NEW ORLEANS – The following is text of a Sept. 6 letter from Congressional Budget Office Director Douglas Holtz-Eakin to Senate Majority Leader Bill Frist (search), R-Tenn.:
The Congressional Budget Office has received numerous inquiries regarding the likely consequences of Hurricane Katrina for the national economy, federal receipts, and federal outlays. While the primary consideration is the human cost of the disaster, it will also likely spawn economic impacts, some of which will spread throughout the economy.
Those impacts will arise from the disruption of production (especially of oil and oil products) and spending in the affected areas, from the loss of wealth of those most directly affected, and from the loss of life. In addition, the disaster is also likely to have budgetary impacts beyond the recently enacted supplemental. Some of those will flow directly from federal involvement in the cleanup from disaster; others will come from the disruption to production and private spending.
While it is not possible at this time to provide a clear picture of the impacts, CBO staff have put together some initial thoughts about those economic and budgetary effects in the attachment to this letter. To provide context, recall that the overall economy was growing steadily at the time of the disaster. (CBO's summer forecast called for 3.7 percent real growth in 2005 and 3.4 percent in 2006).
The devastation in the Gulf Coast region is unlikely to knock the economy far from that course. While making specific estimates is fraught with uncertainty, evidence to date suggests that overall economic effects will be significant but not overwhelming. Because they are concentrated in this year, there is the potential to reduce growth by between one-half and one percentage point at an annual rate in the second half of 2005. (On a year-to-year basis, the impact may be as small as a few tenths of a percent of GDP). Last week, it appeared that larger economic impacts might occur, but despite continued uncertainty, progress in opening refineries and restarting pipelines now makes those larger impacts less likely.
While Katrina has devastated ordinary business, it will also likely lead to a boom in clearing and reconstruction activity, first in the areas along the coast that escaped persistent flooding, and then in New Orleans. This follows a pattern familiar from past natural disasters (such as Hurricane Andrew in 2002), but with the caveat that such reconstruction may begin a bit less rapidly.

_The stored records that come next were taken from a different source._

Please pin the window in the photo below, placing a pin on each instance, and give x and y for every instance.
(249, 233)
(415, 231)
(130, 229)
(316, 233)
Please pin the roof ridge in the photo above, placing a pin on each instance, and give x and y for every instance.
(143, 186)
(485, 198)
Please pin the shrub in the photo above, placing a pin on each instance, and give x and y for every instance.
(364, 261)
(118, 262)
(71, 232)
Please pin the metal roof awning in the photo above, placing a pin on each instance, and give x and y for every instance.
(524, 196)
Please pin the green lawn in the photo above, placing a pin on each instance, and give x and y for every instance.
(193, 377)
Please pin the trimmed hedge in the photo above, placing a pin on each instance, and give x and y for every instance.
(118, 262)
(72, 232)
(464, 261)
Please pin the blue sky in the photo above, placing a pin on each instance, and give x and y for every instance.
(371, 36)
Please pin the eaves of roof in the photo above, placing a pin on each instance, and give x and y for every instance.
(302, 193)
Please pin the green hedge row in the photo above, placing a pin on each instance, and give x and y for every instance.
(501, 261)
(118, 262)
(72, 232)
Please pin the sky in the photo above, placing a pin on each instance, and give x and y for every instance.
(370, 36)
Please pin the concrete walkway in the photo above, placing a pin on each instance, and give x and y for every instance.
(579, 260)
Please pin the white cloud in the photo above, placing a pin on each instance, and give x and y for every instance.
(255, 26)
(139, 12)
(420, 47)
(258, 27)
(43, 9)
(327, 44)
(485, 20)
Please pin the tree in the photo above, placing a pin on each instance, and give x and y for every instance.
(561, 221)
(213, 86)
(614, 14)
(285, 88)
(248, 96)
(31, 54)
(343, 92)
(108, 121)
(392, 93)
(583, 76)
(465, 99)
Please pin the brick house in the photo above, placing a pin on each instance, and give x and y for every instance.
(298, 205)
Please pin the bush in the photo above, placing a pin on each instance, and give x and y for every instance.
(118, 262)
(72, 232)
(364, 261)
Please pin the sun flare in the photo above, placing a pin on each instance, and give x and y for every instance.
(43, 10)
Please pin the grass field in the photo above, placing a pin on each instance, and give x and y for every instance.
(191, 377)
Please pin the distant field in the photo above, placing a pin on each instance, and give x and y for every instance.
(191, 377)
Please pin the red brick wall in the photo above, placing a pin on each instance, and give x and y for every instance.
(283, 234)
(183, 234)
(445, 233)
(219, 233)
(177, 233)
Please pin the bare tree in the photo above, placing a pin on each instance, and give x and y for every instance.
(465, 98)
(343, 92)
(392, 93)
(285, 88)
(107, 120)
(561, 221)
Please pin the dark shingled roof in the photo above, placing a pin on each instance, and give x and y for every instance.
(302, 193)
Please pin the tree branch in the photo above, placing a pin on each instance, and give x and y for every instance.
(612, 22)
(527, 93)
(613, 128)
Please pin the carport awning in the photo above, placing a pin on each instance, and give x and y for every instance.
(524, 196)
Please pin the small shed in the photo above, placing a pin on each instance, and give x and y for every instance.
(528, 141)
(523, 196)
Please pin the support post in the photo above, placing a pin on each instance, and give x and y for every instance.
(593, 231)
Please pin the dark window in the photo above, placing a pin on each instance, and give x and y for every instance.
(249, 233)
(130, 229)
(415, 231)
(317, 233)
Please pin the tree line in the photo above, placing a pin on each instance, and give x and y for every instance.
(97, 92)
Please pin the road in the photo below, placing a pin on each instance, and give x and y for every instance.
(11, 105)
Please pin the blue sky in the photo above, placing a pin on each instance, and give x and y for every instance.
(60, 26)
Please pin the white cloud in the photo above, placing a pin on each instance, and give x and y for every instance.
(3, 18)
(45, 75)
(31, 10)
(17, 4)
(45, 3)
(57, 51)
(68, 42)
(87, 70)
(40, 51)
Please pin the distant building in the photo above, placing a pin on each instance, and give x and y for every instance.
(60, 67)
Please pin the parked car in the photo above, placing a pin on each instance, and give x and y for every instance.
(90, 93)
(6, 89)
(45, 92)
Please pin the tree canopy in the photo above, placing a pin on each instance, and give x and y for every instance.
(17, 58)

At this point the ultimate impact of Hurricane Katrina on the federal budget is unclear, but it will be dominated by legislative actions of the Congress. The President has already requested and Congress has appropriated $10.5 billion in emergency assistance. In addition to that legislation, substantially more funding is likely to be provided for assistance to businesses and for long-term reconstruction efforts. There may be other changes in spending both increases and decreases associated with the disaster, in part because the disruption of payments systems in the Gulf Coast region may affect the timing of several kinds of federal payments and of tax receipts.
I hope that you find the attachment useful. CBO would be pleased to address any further questions that you may have.